Overall, Ping An Securities predicts that the Fed's interest rate cut expectations have increased, coupled with the recent results of the British and French elections, geopolitical risks have eased, overseas liquidity has improved, and the risk appetite of the financial market may rebound, and interest rate cut transactions have entered a critical window period. At the same time, we need to pay attention to the volatility of US stocks caused by the earnings season. Starting in July, US stock earnings reports will be released one after another. Due to the strong earnings performance before, investors may have more stringent requirements on performance, which may cause fluctuations in US stocks. It is recommended to intervene after a sufficient correction.

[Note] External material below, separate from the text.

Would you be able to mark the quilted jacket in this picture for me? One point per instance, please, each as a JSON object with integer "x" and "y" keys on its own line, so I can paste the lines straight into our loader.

"Hong Kong stocks as a whole are more sensitive to external factors such as the Federal Reserve's interest rate cuts and changes in U.S. Treasury bond interest rates. After the previous adjustments, valuations have been relatively cleared, and marginal changes have brought about high valuation elasticity." China Merchants Fund analyzed that whether the market trend can continue still requires observing changes in fundamentals, but conversely, it is precisely because Hong Kong stocks are relatively low in valuation that changes in performance expectations have had a relatively large impact on overall valuations.

"Volatility in overseas capital markets has increased as expected, and is expected to remain volatile in the second half of the year." Guotai Fund said that the lower-than-expected non-farm payrolls in June once again catalyzed overseas interest rate cut transactions, but the space is expected to be limited. On the one hand, the space for interest rate cut transactions has narrowed, and the continued expansion of the US fiscal policy will also raise the central interest rate of US Treasury bonds. On the other hand, the continued advancement of the US election has also intensified the style competition in overseas markets.